Wrath got to his feet. “Okay, sun’s down. Get out of here. John, I want to talk to you privately for a moment.”
Wrath waited for the doors to close behind the last of his brothers before he spoke. “We’re going to find him, son. Don’t worry.” No response. “John? What’s doing?”
The kid just crossed his arms over his chest and stared straight ahead.
“John…”
John unfurled his hands and signed something that looked to Wrath’s piss-poor eyes to be, I’m going to go out with the others.
“The hell you are.” That brought John’s head around sharply. “Yeah, so not happening, given the fact that you’re a zombie. And fuck off with the I’m-fines. If you think for even a split second that I’m going to let you fight, you are talking out your damn ass.”
John walked around the study like he was trying to get hold of himself. Eventually he stopped and signed, I can’t be here right now. In this house.
Wrath frowned and tried to interpret what had been said, but all the frowning just made his headache sing like a soprano. “I’m sorry, what was that?”

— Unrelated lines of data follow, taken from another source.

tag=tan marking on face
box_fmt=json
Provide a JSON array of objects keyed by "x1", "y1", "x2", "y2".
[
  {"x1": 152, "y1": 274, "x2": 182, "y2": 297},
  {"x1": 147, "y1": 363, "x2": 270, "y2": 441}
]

John wrenched open the door, and a second later Qhuinn came in. There was a lot of hand movement and then Qhuinn cleared his throat.
“He says he can’t be in this house tonight. He just can’t.”
“Okay, then go to a club and get faced until you pass out. But no fighting.” Wrath said a silent prayer of thanks that Qhuinn was grafted to the kid’s side. “And, John…I’m going to find him.”
More signing, and then John turned to the door.
“What did he say, Qhuinn?” Wrath asked.
“Ah…he said it doesn’t matter to him if you do.”
“John, you don’t mean that.”
The kid pivoted and signed and Qhuinn translated. “He says, yes, he really does. He says…he can’t live like this anymore…waiting, wondering every night and day when he goes into that room whether Tohr has-John, slow down a little-ah…whether the male has hanged himself or taken off again. Even if he comes back…John says he’s done. He’s been left behind too many times.”
Hard to argue with that. Tohr hadn’t been a great father lately, his sole accomplishment on that front being the creation of the next generation of the living dead.
Wrath winced and rubbed his temples. “Look, son, I’m not a rocket scientist, but you can talk to me.”
There was a long, quiet stretch marked by an odd scent…a dry, almost stale smell…regret? Yeah, that was regret.
John bowed a little as if in thanks and then ducked out the door.
Qhuinn hesitated. “I won’t let him fight.”
“Then you’ll save his life. Because if he takes up arms in the shape he’s in right now, he’ll be coming home in a pine box.”
“Roger that.”
As the door shut, pain roared in Wrath’s temples and forced him to sit back down.
God, all he wanted to do was go to his and Beth’s room and get into their big bed and lay his head down on pillows that smelled like her. He wanted to call her and beg her to come join him just so he could hold on to her. He wanted to be forgiven.
He wanted to sleep.
Instead, the king got back to his feet, picked up his weapons from the floor beside his desk, and strapped all of them on. Leaving the study with his leather jacket in his hand, he went down the grand staircase, out the vestibule, and into the bitter night. Way he saw it was, the headache was going to be with him wherever he went, so he might as well be useful and go look for Tohr.